What we need is a typesetting system that lets us create all the material (text, equations, tables, figures, everything) in one common organic format and transparently adapt its display style to the target medium. This involves reflowing the text according to the page/screen layout while making figures and other content of various information density optimally accessible to the viewer. Such a system is conceivable but presently does not exist. Layout-heavy file formats like Word / PowerPoint / etc. are broken by design and not worth considering for any purpose. Despite (or, more accurately, because of) their layout flexibility, they universally fail at producing sufficient quality for any medium. In principle, one could invent an abstract description language capable of doing everything we need, and such attempts in fact exist (e.g., extending XHTML with MathML, SVG for drawings, JavaScript-based interactive plotting like Bokeh), but the reality of it is that the client support and therefore the resulting quality of all existing document formats varies so wildly that they are effectively useless unless the range of target media is very limited. Ironically, the only format with good cross-platform support and printability is PDF, a format specifically designed to produce the exact same document on any target medium: this idea seemed fine 20 years ago but is the opposite of what is needed today and in the future.

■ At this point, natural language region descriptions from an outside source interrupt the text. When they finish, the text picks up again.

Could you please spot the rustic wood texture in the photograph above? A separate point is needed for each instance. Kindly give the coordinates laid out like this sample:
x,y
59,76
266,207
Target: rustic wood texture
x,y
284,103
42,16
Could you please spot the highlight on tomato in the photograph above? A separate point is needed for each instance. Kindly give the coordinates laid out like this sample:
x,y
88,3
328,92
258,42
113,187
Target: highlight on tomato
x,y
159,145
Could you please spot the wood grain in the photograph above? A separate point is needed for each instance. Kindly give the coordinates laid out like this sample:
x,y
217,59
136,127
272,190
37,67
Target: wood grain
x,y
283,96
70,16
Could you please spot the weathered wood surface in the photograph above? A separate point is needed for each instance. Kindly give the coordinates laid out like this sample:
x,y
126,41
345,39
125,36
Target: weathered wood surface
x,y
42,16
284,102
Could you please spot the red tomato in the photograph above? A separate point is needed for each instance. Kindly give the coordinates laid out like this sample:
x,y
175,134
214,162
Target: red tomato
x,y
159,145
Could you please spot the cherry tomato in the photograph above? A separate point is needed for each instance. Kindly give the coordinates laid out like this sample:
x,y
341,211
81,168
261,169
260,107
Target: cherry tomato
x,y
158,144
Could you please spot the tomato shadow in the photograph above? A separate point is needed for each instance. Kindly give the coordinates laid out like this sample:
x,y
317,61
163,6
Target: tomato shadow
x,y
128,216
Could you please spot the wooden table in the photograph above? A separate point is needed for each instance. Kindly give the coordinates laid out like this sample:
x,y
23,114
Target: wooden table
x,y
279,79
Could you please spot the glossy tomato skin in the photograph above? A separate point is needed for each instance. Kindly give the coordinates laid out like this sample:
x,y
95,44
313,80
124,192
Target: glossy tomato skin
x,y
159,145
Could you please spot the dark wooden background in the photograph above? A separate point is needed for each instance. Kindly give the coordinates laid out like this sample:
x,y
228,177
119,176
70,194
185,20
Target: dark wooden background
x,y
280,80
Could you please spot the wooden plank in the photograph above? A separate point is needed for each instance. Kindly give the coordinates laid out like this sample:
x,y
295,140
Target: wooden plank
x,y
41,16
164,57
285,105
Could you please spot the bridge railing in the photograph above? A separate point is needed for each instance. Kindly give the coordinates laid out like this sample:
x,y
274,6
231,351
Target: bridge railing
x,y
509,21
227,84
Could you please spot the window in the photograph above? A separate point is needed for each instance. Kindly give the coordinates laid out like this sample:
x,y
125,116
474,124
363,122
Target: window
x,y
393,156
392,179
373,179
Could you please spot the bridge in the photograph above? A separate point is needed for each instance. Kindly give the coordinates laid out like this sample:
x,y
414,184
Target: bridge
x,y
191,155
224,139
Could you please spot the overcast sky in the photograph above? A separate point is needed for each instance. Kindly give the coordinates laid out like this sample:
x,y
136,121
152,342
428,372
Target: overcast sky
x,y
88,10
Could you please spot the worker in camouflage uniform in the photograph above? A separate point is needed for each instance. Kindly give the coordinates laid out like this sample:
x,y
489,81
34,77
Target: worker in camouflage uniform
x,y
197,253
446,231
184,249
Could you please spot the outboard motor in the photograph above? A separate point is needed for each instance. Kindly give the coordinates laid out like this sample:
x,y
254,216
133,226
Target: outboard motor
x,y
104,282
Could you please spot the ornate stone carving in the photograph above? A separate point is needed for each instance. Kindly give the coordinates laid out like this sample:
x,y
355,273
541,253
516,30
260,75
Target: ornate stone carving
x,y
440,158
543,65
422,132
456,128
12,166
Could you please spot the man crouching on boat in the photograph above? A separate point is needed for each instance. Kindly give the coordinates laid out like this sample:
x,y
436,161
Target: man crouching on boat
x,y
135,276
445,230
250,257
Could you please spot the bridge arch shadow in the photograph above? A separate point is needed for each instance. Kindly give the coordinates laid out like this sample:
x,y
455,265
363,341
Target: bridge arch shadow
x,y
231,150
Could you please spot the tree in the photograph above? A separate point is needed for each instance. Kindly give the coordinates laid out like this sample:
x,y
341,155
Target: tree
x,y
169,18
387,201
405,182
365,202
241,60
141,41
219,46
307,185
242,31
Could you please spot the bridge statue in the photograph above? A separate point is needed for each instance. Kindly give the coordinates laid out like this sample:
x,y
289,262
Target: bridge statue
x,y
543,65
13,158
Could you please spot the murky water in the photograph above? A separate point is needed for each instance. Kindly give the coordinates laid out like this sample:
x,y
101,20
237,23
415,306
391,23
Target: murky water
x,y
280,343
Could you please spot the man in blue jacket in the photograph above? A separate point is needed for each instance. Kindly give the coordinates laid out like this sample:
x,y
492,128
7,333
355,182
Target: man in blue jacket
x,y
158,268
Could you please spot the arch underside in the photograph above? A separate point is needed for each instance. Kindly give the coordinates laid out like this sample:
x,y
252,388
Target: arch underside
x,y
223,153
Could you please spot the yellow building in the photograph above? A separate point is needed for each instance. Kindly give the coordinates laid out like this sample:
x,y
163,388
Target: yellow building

Keeping in mind that technology is likely to evolve and these problems may all be a thing of the past 5 to 10 years from now, we have to be content with the best option available today, which is to use LaTeX for all our content and make a static PDF for each envisioned medium. While at least most computer screens are about the same aspect ratio and size today, the variety of phone screens limits what we can do with a handful of PDFs. It is, however, clear that paper and anything electronic are incompatible in terms of page layout, so a written document cannot be produced with fewer than 2 PDF files, and then screen presentations etc. are yet another matter.